NEW South Wales farmers are being urged to check any Paterson’s Curse infestations for insect damage this Spring, before undertaking costly spraying.
Local producers could save money and boost weed control by checking Paterson’s Curse plants for insect damage before they spray weeds, according to the NSW Department of Primary Industries and Local Land Services.
Land managers should look for shot holes in Paterson’s Curse leaves which indicate weevils are on the job. If holes are seen, don’t spray plants now as crown and root weevils can kill the plants, the authorities said.
NSW DPI weed biocontrol scientist, Andrew McConnachie, said buoyant conditions have seen a population boom in biocontrol agents, including crown and root weevils which can kill the weed.
“The weevils are back in force this spring, after drought conditions reduced biocontrol agent populations, and now they have the numbers to make an impact on weeds.
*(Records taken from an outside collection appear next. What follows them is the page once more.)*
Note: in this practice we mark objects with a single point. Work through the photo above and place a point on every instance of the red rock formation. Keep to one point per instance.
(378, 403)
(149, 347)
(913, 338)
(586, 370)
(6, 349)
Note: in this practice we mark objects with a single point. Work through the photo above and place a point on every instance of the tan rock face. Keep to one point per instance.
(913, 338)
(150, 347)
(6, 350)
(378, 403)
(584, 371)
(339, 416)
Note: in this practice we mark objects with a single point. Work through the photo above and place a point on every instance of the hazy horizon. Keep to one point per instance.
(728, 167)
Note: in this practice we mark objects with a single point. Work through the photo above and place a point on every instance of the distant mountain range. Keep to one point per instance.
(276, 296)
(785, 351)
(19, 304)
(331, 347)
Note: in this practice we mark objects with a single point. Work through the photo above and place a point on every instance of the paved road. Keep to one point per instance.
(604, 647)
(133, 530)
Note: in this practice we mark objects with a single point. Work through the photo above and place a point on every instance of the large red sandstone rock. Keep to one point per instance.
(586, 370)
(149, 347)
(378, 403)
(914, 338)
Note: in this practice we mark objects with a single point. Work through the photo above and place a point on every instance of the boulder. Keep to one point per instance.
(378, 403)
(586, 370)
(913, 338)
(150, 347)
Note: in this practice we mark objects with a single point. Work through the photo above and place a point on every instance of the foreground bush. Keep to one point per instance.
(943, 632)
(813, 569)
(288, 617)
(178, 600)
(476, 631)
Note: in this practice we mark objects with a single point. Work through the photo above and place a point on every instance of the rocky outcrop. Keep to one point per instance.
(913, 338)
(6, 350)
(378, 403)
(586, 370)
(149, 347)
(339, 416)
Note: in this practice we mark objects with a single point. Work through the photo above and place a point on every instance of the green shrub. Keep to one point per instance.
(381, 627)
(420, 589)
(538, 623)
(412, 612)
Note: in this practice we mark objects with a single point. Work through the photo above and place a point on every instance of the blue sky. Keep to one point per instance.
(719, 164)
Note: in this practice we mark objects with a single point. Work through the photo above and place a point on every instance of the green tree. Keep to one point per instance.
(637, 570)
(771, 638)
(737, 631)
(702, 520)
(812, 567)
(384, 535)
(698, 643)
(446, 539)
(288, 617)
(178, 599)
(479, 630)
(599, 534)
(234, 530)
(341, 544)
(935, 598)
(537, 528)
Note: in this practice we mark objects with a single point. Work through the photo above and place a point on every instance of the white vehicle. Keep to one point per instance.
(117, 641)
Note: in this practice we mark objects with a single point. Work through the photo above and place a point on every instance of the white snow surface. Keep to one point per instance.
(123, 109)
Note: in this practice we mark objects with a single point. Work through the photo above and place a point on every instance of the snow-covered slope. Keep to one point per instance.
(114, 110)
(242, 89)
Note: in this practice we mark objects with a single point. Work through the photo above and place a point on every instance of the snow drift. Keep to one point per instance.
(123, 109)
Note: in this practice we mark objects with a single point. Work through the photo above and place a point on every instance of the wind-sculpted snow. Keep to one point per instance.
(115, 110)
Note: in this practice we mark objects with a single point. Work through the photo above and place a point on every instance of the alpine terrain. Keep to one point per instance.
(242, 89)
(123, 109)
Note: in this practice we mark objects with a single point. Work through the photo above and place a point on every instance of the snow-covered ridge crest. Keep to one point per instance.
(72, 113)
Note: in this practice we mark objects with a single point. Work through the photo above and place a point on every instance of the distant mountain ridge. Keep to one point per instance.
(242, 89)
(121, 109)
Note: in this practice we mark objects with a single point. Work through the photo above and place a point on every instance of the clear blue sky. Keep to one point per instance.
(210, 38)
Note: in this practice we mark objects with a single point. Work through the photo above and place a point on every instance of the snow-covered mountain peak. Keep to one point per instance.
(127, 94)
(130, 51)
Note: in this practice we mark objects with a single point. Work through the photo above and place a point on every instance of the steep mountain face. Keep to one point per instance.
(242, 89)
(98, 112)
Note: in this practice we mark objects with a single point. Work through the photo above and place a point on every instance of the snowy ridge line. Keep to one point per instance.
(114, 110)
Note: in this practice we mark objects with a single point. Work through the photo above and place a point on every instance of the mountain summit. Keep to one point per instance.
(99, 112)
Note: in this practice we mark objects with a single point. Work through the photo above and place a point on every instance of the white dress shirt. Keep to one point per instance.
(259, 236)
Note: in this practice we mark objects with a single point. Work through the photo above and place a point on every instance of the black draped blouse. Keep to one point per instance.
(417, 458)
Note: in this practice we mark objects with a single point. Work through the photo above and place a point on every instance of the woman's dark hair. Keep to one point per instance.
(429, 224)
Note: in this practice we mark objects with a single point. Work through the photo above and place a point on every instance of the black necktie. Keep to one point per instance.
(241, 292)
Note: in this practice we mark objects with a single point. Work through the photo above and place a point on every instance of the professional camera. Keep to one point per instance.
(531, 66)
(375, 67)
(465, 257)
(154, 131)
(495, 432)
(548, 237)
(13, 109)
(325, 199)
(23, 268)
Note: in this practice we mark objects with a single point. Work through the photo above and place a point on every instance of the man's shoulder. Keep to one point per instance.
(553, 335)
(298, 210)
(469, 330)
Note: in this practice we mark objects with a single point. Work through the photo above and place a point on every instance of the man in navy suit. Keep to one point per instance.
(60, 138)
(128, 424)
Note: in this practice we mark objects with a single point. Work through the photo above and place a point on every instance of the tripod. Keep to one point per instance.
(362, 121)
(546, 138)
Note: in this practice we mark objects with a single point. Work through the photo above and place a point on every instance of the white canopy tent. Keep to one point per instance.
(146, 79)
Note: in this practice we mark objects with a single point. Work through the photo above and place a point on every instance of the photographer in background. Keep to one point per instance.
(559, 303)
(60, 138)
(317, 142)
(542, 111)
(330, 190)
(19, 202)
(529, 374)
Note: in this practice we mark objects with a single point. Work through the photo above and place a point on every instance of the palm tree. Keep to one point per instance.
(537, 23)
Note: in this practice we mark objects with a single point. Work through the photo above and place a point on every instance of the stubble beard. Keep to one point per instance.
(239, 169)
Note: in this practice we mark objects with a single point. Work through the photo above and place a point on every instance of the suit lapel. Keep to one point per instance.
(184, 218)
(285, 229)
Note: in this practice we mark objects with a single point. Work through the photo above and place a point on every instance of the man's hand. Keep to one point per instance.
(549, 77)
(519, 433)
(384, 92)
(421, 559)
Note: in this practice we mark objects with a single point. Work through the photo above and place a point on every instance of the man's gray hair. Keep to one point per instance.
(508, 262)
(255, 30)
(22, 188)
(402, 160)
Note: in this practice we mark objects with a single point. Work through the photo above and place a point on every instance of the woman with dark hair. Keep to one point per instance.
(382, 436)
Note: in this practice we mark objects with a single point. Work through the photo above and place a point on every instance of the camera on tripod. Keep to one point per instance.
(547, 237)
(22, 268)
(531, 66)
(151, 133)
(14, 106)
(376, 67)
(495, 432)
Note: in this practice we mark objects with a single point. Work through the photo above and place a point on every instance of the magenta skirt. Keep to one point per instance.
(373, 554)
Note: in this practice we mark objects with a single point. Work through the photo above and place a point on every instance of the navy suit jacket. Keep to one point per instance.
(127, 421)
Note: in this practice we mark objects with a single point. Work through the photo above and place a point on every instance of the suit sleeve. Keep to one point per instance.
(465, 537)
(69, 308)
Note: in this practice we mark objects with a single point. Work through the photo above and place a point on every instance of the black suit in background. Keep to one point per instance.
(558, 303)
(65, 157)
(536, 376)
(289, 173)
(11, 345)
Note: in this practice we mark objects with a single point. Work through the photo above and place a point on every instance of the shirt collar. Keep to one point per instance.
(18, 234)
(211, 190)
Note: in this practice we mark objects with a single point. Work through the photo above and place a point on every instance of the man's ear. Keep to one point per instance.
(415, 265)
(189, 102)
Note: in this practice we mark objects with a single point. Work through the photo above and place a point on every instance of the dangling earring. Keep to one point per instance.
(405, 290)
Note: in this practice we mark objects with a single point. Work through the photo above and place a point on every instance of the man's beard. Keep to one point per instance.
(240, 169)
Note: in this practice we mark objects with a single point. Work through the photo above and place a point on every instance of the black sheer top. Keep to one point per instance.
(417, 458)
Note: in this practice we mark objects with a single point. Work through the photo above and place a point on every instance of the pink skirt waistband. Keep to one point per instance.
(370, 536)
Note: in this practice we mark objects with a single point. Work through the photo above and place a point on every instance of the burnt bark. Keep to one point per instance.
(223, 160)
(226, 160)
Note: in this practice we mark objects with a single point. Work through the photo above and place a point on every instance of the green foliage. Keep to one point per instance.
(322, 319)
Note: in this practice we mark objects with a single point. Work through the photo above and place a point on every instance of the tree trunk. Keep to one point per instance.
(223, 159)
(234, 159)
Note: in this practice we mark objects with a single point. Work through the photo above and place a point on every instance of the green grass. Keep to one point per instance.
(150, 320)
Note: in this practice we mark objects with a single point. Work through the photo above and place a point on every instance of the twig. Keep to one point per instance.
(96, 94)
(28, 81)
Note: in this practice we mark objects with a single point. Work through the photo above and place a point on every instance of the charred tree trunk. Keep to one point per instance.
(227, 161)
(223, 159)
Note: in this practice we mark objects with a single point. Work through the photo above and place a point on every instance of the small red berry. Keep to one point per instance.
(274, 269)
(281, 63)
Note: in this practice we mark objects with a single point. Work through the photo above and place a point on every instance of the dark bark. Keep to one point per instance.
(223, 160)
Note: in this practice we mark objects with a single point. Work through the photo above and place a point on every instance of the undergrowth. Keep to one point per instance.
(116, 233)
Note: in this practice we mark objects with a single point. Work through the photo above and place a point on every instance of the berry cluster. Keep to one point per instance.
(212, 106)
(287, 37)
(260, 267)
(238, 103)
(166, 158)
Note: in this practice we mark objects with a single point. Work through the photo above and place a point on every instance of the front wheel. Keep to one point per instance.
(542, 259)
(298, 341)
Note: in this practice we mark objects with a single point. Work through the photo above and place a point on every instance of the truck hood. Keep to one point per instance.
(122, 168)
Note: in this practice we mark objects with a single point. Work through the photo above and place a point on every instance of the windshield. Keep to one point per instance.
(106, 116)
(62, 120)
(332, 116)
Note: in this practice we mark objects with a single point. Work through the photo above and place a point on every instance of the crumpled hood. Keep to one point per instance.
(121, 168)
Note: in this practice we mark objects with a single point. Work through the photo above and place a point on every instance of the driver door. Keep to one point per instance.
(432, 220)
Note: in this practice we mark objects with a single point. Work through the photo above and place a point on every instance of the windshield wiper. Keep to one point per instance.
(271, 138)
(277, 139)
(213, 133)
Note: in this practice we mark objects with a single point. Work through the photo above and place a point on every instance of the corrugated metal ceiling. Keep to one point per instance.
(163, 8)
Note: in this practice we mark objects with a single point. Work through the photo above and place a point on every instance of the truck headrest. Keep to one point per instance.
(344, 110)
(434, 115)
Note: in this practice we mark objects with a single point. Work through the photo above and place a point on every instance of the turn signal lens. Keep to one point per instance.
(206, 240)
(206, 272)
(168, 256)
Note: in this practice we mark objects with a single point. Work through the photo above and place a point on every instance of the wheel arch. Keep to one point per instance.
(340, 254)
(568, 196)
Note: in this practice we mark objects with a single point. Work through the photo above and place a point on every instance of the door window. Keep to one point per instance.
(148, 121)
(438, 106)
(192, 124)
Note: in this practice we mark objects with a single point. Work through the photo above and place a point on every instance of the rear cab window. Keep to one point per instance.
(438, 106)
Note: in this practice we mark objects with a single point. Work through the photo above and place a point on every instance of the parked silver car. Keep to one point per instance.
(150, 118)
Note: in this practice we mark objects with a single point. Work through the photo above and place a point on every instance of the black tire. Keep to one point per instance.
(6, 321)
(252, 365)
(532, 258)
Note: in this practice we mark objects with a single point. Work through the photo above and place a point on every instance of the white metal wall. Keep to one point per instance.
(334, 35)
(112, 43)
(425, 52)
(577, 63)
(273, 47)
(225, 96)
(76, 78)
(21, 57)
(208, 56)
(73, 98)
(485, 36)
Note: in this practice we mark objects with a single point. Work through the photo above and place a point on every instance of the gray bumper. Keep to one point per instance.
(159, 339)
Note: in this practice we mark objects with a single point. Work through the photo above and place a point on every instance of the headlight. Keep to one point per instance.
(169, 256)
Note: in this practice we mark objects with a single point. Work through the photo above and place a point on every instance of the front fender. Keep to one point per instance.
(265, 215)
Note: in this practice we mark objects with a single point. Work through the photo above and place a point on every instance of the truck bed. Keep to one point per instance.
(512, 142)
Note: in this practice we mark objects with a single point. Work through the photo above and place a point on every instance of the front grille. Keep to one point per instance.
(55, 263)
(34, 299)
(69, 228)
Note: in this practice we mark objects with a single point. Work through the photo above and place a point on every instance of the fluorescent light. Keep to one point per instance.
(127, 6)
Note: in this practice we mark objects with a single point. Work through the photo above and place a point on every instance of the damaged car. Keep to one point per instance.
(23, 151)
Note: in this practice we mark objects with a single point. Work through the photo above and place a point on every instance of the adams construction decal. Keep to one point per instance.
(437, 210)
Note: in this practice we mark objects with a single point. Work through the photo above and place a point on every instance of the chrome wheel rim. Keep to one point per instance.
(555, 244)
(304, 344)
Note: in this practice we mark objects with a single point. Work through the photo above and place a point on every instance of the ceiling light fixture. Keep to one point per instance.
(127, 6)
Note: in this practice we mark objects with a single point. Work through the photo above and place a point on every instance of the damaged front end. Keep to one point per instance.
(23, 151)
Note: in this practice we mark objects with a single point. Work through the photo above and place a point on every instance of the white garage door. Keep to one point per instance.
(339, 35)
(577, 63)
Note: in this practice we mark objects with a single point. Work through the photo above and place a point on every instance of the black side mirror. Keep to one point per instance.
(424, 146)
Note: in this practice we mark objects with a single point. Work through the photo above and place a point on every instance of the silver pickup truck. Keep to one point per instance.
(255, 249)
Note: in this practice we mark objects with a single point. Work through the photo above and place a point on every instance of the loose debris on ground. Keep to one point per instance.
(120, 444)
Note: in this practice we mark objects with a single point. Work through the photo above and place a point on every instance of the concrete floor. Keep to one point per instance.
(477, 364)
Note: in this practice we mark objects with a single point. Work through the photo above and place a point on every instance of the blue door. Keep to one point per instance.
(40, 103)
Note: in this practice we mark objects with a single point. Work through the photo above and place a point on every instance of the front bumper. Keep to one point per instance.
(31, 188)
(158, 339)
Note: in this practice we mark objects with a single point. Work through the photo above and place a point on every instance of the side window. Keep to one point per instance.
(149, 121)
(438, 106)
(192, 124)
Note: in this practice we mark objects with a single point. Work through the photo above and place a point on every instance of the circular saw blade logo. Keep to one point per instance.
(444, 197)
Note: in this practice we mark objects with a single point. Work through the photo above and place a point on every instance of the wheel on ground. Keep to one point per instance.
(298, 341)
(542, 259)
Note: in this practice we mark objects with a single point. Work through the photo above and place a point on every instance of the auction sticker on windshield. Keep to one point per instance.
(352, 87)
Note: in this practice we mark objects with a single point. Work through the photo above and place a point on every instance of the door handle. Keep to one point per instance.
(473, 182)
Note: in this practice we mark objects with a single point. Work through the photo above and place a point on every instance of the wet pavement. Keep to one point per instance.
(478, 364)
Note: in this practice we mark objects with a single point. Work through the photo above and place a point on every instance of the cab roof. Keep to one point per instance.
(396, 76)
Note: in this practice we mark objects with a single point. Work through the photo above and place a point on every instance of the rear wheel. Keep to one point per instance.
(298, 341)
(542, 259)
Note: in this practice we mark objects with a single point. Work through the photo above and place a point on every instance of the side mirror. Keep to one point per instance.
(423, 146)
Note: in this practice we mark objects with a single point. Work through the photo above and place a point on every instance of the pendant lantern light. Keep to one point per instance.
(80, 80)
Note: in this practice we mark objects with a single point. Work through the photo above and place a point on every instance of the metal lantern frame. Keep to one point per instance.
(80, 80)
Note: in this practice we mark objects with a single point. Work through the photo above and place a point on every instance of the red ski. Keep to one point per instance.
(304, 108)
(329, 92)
“We suggest producers inspect Paterson’s curse infestations and look for small shot holes in rosette leaves, which are evidence of crown and root weevil damage,” Dr McConnachie said.
“If you find holes in the rosettes, leave the weevils to do the job and don’t spray Paterson’s curse.
“Biocontrol agents will be without a food source and their numbers will drop if weeds are sprayed now,” he said.
Paterson’s Curse reduces pasture productivity and is toxic to livestock. It can also degrade the natural environment, and compromise habitat values by crowding out and suppressing native vegetation. Hay and grain infested with it fetch lower prices.
Dr McConnachie said with the right population levels crown and root weevils can kill Paterson’s Curse plants and its close relative, viper’s bugloss.
“Other biological control agents, a leaf mining moth and a flea beetle, help too by reducing the growth of both weeds.”
Currently six established Paterson’s Curse biocontrol agents are causing significant damage to the weed and biocontrol remains an important component of integrated weed management programs.
Central Tablelands LLS regional weeds coordinator, Marita Sydes, said once their presence is confirmed landholders can take care of biocontrol agents through grazing management and selective spraying.
“The insect biocontrol agents feed above and below ground parts of the plant and are susceptible to harm from grazing animals.
“Paddocks once overflowing with toxic Paterson’s curse are no longer a feature of our landscape,” Ms Sydes said.
“The weed now exists in fragmented, isolated populations, thanks to the biocontrol program.”
The authorities said the Paterson’s Curse national biocontrol program has been an outstanding success, with a net present value of $1.2 billion in 2006, and clearly that figure is substantially higher in 2020.